Single by Eves Karydas

from the album Summerskin
- Released: 17 January 2018
- Length: 2:58
- Label: Dew Process
- Songwriter(s): Sam Dixon, Hannah Karydas

Eves Karydas singles chronology
| "There for You" (2017) | "Further Than the Planes Fly" (2018) | "Couch" (2018) |

= Further Than the Planes Fly =

"Further Than the Planes Fly" is a song by Australian indie-pop singer Eves Karydas. It was released on 17 January 2018 as the second single from her forthcoming debut studio album Summerskin. The single was certified gold in Australia in March 2019.

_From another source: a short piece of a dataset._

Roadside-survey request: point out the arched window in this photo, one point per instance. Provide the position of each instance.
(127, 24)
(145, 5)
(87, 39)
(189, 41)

Karydas said she wrote the song shortly after moving to London and when she suddenly fell in love and the song follows the arc of that relationship "It was the first time I think I'd ever felt in love and I just remember very specific details about a certain day when I was riding the number 36 bus and then there was a sunset and a plane that streaked across the sky... as corny as it sounds."

==Reception==
Jessica McSweeny from The AU Review wrote: "The single feels on trend yet effortlessly fresh, with clean harmonies and a soaring soprano hook that shows off Karydas as the talented vocalist that she is. It's a summer single with a punch, delivering a catchy chorus that gets instantly stuck in your head."

==Track listing==
Digital download
1. "Further Than the Plane Fly" – 2:58

Digital download
1. "Further Than the Plane Fly" (acoustic) – 3:14

==Certifications==

| Region | Certification | Certified units/sales |
| Australia (ARIA) | Platinum | 70,000^{‡} |
^{‡} Sales+streaming figures based on certification alone.